The Postal Service itself said it was still reviewing the recommendations, but also called for the task force report to be considered only in conjunction with other measures it favors.
“The recommendations contained in the report should be evaluated together with legislative and regulatory reforms to address our urgent financial challenges,” said Postmaster General Megan Brennan. “Reforms are necessary to enable the Postal Service to further reduce costs, grow revenue, compete more effectively, function with greater flexibility to adapt to a dynamic marketplace, and to prudently invest in our future.”
The task force proposed to increase revenues for the Postal Service by developing a new two-tiered pricing model, maintaining existing methodology for “essential services”—a term used to include, among other things, person-to-person mail and packages, bills, government documents—and charge more for commercial deliveries, which senior administration officials said on Tuesday would include e-commerce packages, as well as marketing and advertising mail.
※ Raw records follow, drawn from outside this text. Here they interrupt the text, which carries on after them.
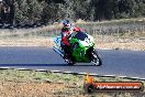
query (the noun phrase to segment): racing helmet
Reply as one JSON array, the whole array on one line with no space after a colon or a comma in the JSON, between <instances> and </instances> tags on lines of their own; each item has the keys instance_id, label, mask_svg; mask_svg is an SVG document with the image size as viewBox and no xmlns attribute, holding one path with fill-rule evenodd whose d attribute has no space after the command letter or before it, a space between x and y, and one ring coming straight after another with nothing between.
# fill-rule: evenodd
<instances>
[{"instance_id":1,"label":"racing helmet","mask_svg":"<svg viewBox=\"0 0 145 97\"><path fill-rule=\"evenodd\" d=\"M71 23L70 23L69 20L64 20L63 25L64 25L64 28L67 29L67 30L70 30L70 28L71 28Z\"/></svg>"}]
</instances>

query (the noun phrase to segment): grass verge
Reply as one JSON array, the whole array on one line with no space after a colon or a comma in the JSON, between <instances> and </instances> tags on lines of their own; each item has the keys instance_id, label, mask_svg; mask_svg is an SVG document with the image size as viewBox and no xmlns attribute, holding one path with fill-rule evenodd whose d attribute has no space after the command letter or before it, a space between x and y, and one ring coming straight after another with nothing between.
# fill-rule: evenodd
<instances>
[{"instance_id":1,"label":"grass verge","mask_svg":"<svg viewBox=\"0 0 145 97\"><path fill-rule=\"evenodd\" d=\"M127 93L93 93L83 90L82 75L0 69L0 96L1 97L143 97L144 91ZM97 82L143 82L120 77L94 76Z\"/></svg>"}]
</instances>

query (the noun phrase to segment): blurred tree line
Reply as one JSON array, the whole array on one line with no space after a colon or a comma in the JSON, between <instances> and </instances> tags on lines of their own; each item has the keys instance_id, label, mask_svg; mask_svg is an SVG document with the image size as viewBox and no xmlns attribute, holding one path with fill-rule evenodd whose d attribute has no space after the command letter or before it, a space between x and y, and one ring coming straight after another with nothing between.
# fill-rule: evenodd
<instances>
[{"instance_id":1,"label":"blurred tree line","mask_svg":"<svg viewBox=\"0 0 145 97\"><path fill-rule=\"evenodd\" d=\"M63 19L101 21L145 17L145 0L0 0L10 23L53 23ZM2 8L8 8L2 11ZM4 18L7 18L4 17ZM0 20L2 21L2 20Z\"/></svg>"}]
</instances>

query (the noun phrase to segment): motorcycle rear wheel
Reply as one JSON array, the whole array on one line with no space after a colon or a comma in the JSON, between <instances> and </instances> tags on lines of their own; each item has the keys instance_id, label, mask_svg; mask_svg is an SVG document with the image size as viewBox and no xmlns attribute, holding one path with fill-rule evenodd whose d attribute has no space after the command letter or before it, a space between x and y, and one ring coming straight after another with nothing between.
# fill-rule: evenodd
<instances>
[{"instance_id":1,"label":"motorcycle rear wheel","mask_svg":"<svg viewBox=\"0 0 145 97\"><path fill-rule=\"evenodd\" d=\"M93 63L93 65L96 65L96 66L102 65L102 61L101 61L101 58L100 58L100 56L96 50L93 50L91 52L91 63Z\"/></svg>"}]
</instances>

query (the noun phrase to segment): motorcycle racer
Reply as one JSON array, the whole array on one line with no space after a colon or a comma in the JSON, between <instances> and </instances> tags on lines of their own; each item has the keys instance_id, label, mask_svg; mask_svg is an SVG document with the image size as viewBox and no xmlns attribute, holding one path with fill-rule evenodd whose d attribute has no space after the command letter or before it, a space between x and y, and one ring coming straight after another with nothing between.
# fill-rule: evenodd
<instances>
[{"instance_id":1,"label":"motorcycle racer","mask_svg":"<svg viewBox=\"0 0 145 97\"><path fill-rule=\"evenodd\" d=\"M70 47L71 44L69 42L69 39L71 37L71 34L75 32L82 31L78 26L72 26L69 20L65 20L63 22L63 29L62 29L62 48L64 50L64 58L68 60L71 56Z\"/></svg>"}]
</instances>

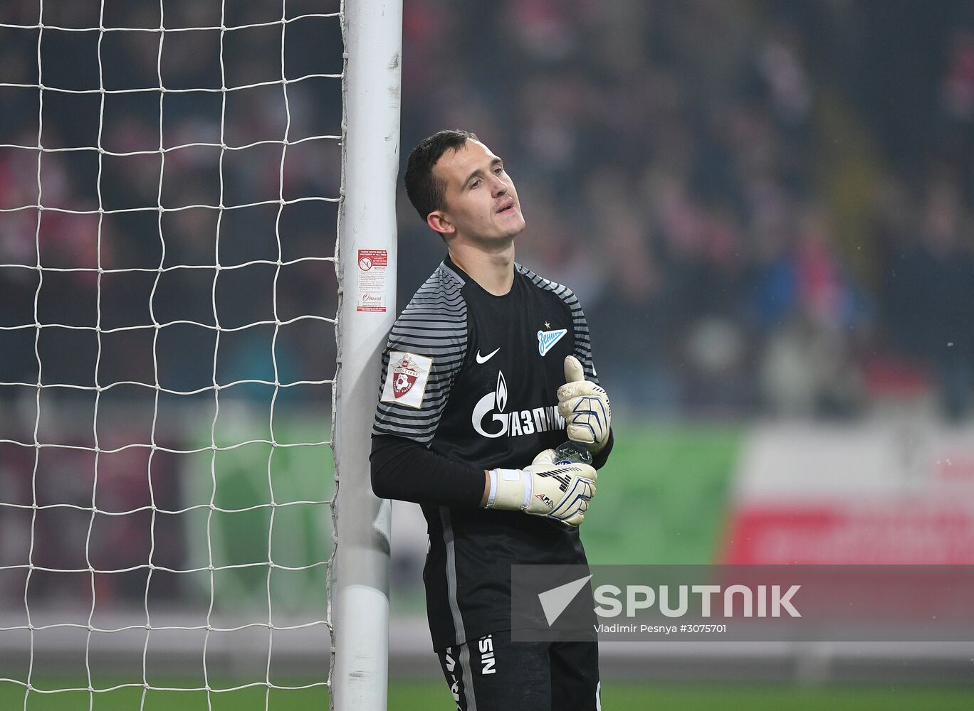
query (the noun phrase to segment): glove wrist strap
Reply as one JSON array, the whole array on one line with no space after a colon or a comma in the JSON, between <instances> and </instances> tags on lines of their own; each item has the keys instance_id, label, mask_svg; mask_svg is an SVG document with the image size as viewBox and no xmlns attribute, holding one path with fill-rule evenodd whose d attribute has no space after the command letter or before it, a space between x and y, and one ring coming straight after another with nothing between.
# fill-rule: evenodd
<instances>
[{"instance_id":1,"label":"glove wrist strap","mask_svg":"<svg viewBox=\"0 0 974 711\"><path fill-rule=\"evenodd\" d=\"M488 509L523 511L528 508L534 488L529 473L521 469L492 469L488 474L491 478Z\"/></svg>"}]
</instances>

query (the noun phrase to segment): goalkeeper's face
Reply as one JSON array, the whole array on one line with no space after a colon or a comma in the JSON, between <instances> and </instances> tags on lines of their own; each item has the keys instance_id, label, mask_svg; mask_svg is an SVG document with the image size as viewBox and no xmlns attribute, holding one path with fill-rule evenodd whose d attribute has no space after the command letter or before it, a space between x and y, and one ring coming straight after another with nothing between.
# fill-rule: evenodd
<instances>
[{"instance_id":1,"label":"goalkeeper's face","mask_svg":"<svg viewBox=\"0 0 974 711\"><path fill-rule=\"evenodd\" d=\"M430 213L430 227L448 238L509 243L524 230L521 203L504 162L479 141L447 151L433 166L446 183L446 209Z\"/></svg>"}]
</instances>

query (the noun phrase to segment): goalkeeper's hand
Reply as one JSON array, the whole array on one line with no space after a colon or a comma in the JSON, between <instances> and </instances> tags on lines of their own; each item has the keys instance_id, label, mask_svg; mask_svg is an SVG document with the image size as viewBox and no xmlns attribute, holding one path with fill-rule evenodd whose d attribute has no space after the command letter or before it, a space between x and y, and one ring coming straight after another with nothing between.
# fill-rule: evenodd
<instances>
[{"instance_id":1,"label":"goalkeeper's hand","mask_svg":"<svg viewBox=\"0 0 974 711\"><path fill-rule=\"evenodd\" d=\"M605 389L585 379L575 356L565 358L565 384L558 388L558 413L565 418L568 439L589 451L602 451L609 441L612 407Z\"/></svg>"},{"instance_id":2,"label":"goalkeeper's hand","mask_svg":"<svg viewBox=\"0 0 974 711\"><path fill-rule=\"evenodd\" d=\"M555 464L545 449L524 469L493 469L488 509L523 511L578 526L595 496L595 470L587 464Z\"/></svg>"}]
</instances>

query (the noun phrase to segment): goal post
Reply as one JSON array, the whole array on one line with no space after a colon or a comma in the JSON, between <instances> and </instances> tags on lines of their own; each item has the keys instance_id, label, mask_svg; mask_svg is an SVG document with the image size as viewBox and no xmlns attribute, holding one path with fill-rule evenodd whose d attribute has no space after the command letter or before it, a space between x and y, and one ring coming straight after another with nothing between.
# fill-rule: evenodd
<instances>
[{"instance_id":1,"label":"goal post","mask_svg":"<svg viewBox=\"0 0 974 711\"><path fill-rule=\"evenodd\" d=\"M372 493L369 449L380 355L395 316L402 0L346 0L343 192L336 268L335 580L331 702L386 709L390 505Z\"/></svg>"}]
</instances>

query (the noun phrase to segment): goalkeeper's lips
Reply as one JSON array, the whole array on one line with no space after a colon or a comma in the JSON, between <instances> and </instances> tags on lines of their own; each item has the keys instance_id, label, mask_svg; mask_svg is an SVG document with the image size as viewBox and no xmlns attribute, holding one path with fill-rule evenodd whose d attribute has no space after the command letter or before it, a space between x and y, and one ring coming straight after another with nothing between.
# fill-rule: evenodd
<instances>
[{"instance_id":1,"label":"goalkeeper's lips","mask_svg":"<svg viewBox=\"0 0 974 711\"><path fill-rule=\"evenodd\" d=\"M500 215L500 214L503 214L503 213L505 213L505 212L511 212L511 213L512 213L512 212L514 212L514 208L515 208L516 206L517 206L517 205L516 205L516 204L514 204L514 200L512 200L512 199L511 199L511 200L507 200L507 202L506 202L505 204L501 205L501 206L500 206L500 207L499 207L498 209L497 209L497 214L499 214L499 215Z\"/></svg>"}]
</instances>

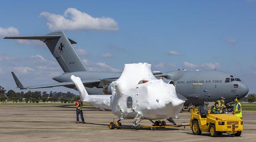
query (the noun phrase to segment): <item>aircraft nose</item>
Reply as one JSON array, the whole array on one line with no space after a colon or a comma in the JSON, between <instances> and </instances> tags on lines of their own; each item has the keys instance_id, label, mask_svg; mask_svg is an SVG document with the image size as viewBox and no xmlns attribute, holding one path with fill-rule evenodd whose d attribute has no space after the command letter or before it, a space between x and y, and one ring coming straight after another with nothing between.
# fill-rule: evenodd
<instances>
[{"instance_id":1,"label":"aircraft nose","mask_svg":"<svg viewBox=\"0 0 256 142\"><path fill-rule=\"evenodd\" d=\"M239 88L240 88L240 95L241 98L245 96L249 92L249 88L244 83L242 82Z\"/></svg>"},{"instance_id":2,"label":"aircraft nose","mask_svg":"<svg viewBox=\"0 0 256 142\"><path fill-rule=\"evenodd\" d=\"M57 79L57 76L55 76L55 77L52 77L52 79L53 79L53 80L55 80L55 81L57 81L57 80L58 80Z\"/></svg>"}]
</instances>

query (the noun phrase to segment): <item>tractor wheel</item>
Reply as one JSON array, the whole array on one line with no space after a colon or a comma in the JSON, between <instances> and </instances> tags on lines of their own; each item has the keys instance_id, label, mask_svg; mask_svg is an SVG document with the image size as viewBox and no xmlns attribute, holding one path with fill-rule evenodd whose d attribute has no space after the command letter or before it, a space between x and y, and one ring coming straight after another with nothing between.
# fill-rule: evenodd
<instances>
[{"instance_id":1,"label":"tractor wheel","mask_svg":"<svg viewBox=\"0 0 256 142\"><path fill-rule=\"evenodd\" d=\"M192 131L195 135L200 135L202 133L197 120L194 120L192 123Z\"/></svg>"},{"instance_id":2,"label":"tractor wheel","mask_svg":"<svg viewBox=\"0 0 256 142\"><path fill-rule=\"evenodd\" d=\"M236 137L239 137L241 135L241 134L242 133L242 131L237 131L237 133L236 133L235 134L235 136Z\"/></svg>"},{"instance_id":3,"label":"tractor wheel","mask_svg":"<svg viewBox=\"0 0 256 142\"><path fill-rule=\"evenodd\" d=\"M160 123L159 123L159 122L158 121L156 121L155 122L155 126L159 126Z\"/></svg>"},{"instance_id":4,"label":"tractor wheel","mask_svg":"<svg viewBox=\"0 0 256 142\"><path fill-rule=\"evenodd\" d=\"M115 124L113 122L110 122L109 125L109 129L114 129L115 128Z\"/></svg>"},{"instance_id":5,"label":"tractor wheel","mask_svg":"<svg viewBox=\"0 0 256 142\"><path fill-rule=\"evenodd\" d=\"M216 137L218 135L218 133L216 131L216 130L215 129L215 126L214 125L212 124L210 126L210 131L211 137Z\"/></svg>"},{"instance_id":6,"label":"tractor wheel","mask_svg":"<svg viewBox=\"0 0 256 142\"><path fill-rule=\"evenodd\" d=\"M120 122L117 122L118 123L118 125L119 126L122 126L122 123L121 123Z\"/></svg>"}]
</instances>

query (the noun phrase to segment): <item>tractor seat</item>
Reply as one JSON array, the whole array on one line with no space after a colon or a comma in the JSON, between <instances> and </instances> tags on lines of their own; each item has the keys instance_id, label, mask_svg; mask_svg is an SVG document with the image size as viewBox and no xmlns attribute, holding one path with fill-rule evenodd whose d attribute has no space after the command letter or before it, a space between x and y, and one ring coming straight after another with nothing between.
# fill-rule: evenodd
<instances>
[{"instance_id":1,"label":"tractor seat","mask_svg":"<svg viewBox=\"0 0 256 142\"><path fill-rule=\"evenodd\" d=\"M202 118L206 118L207 115L207 109L204 106L199 106L198 108L199 114L201 115Z\"/></svg>"}]
</instances>

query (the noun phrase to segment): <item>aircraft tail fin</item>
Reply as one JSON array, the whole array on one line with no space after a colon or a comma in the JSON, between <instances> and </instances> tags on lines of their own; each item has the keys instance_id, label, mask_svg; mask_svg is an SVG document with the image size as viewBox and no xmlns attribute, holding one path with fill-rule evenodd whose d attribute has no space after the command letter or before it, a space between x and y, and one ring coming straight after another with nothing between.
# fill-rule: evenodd
<instances>
[{"instance_id":1,"label":"aircraft tail fin","mask_svg":"<svg viewBox=\"0 0 256 142\"><path fill-rule=\"evenodd\" d=\"M5 39L39 40L45 43L65 73L89 71L72 44L76 43L58 31L42 36L5 37Z\"/></svg>"},{"instance_id":2,"label":"aircraft tail fin","mask_svg":"<svg viewBox=\"0 0 256 142\"><path fill-rule=\"evenodd\" d=\"M13 79L14 79L14 81L15 81L15 83L16 83L16 85L17 85L17 88L20 88L21 89L24 89L25 88L24 86L23 86L21 83L19 79L18 79L17 76L16 76L16 75L15 75L14 73L12 72L12 77L13 77Z\"/></svg>"},{"instance_id":3,"label":"aircraft tail fin","mask_svg":"<svg viewBox=\"0 0 256 142\"><path fill-rule=\"evenodd\" d=\"M80 94L80 99L83 101L87 101L86 99L88 99L89 95L81 81L81 79L80 77L75 76L73 75L71 76L70 79L74 83L79 92L79 94Z\"/></svg>"}]
</instances>

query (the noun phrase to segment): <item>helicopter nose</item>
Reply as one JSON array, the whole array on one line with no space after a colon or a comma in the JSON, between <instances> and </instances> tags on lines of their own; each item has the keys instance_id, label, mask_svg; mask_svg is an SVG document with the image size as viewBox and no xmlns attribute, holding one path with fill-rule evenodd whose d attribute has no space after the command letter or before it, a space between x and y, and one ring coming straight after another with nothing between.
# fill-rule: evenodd
<instances>
[{"instance_id":1,"label":"helicopter nose","mask_svg":"<svg viewBox=\"0 0 256 142\"><path fill-rule=\"evenodd\" d=\"M249 88L244 83L242 82L240 84L239 88L240 88L240 96L241 98L244 98L245 96L249 92Z\"/></svg>"}]
</instances>

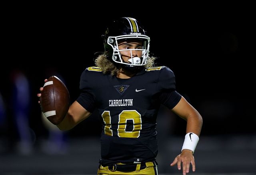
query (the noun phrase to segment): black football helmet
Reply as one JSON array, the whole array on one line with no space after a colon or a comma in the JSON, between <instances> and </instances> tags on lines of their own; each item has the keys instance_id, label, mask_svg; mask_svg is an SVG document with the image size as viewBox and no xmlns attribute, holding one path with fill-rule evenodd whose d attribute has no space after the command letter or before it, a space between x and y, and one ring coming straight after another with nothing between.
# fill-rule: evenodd
<instances>
[{"instance_id":1,"label":"black football helmet","mask_svg":"<svg viewBox=\"0 0 256 175\"><path fill-rule=\"evenodd\" d=\"M128 49L131 52L130 63L125 62L122 58L118 42L120 40L139 40L142 41L141 49ZM104 48L107 58L114 63L122 64L122 67L132 69L141 67L147 63L149 53L150 38L146 33L144 28L136 20L129 17L123 17L113 21L106 30L104 35ZM132 58L132 50L141 50L141 58Z\"/></svg>"}]
</instances>

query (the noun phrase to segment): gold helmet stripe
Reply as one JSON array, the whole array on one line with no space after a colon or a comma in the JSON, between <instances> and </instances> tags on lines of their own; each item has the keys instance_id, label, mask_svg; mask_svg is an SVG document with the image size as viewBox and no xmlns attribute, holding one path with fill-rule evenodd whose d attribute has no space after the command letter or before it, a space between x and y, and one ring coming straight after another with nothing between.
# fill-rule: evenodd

The group also suggested ending the postal workers’ authority to negotiate over pay. Unlike other federal employee unions, postal groups bargain over salaries and benefits. In addition, the task force said USPS should turn to the private sector for some processing and sorting. The American Postal Workers Union blasted the report as a whole, saying it would actually damage USPS’ ability to return to profitability.
“This poorly conceived report makes many of its recommendations based on myth and misinformation that instead of improving mail services, would deliver higher prices and less service for the public,” said Mark Dimondstein, the union’s president. “Most of the report’s recommendations, if implemented, would hurt business and individuals alike.”
Businesses were also skeptical about the proposals, saying any large price increases could end up backfiring on the Postal Service.
“By raising prices and depriving Americans of affordable delivery services, the Postal Task Force’s package delivery recommendations would harm consumers, large and small businesses, and especially rural communities,” said John McHugh, president of the Package Coalition, a recently formed group made up of large-scale mailers such as Amazon and Express Scripts. McHugh added that USPS’ package business has continued to soar, while its traditional first-class mail volume continues to plummet.
Right-leaning think tanks and advocacy groups praised the proposals, saying they would preserve a public mailing agency while putting it on a firmer financial footing. Paul Steidler, a senior fellow at the Lexington Institute, called the report a “clearly pro-taxpayer document” that took a much more holistic approach than many critics feared. Those who consulted with the task force while it was putting together its recommendations praised its members for taking their work seriously. Steidler, like those more critical of the findings, also cautioned the Postal Service to tread carefully if it receives the new authorities called for in the report.
“Raise prices too much, at the wrong time or on the wrong products and things could backfire with revenues falling,” he said.